Six Flags Great America
- Area: Orleans Place
- Status: Removed
- Opening date: 1976
- Closing date: 2000
- Replaced by: Jester's Wild Ride The Joker

Ride statistics
- Attraction type: rotor
- Manufacturer: Chance Morgan
- Model: Rotor
- Vehicles: 1

= Cajun Cliffhanger =

Defunct amusement ride

The Cajun Cliffhanger was a rotor-type amusement ride at Six Flags Great America. and was one of the earliest Chance Industries Rotors produced. Due to the popularity of a Velare Rotor Ride at Chicago's Riverview Park, which closed in 1967, a similar ride made by Chance was purchased by Six Flags, for Marriott's Great America when it opened in 1976 and was called the Cajun Cliffhanger.

The ride was a large circular room with felt-lined walls that passengers entered through a door and took a position freely standing against the wall. The door would be closed and the room would begin to rotate. When the rate of rotation was sufficient, the floor would drop a few feet, leaving the riders pinned to the wall by inertia.

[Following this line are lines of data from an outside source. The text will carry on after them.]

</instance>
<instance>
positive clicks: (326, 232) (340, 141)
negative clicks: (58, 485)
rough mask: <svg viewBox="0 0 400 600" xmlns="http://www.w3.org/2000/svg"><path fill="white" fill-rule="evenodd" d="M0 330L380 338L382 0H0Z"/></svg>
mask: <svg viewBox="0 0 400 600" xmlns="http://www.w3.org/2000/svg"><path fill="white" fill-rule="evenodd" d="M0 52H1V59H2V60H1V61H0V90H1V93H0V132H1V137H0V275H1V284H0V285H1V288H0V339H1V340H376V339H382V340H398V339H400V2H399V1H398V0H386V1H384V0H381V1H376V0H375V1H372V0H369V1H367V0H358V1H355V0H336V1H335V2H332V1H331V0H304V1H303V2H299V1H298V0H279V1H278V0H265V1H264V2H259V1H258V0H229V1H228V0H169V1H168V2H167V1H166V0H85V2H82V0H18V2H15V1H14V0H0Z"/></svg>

On July 19, 2000, two girls, aged 11 and 13, were injured on the ride. Both girls sustained injuries to their feet; at least one had broken bones. The girls' feet were caught between the moving floor and the wall. Witnesses reported the floor was raised at the wrong time. The ride model was also known to create a gap between the wall and floor over time from wear. After inquiries found the operators negligent, they were fined $1,000. The ride remained closed until it was demolished and scrapped during the 2001 off-season. The Joker is currently operating in its place.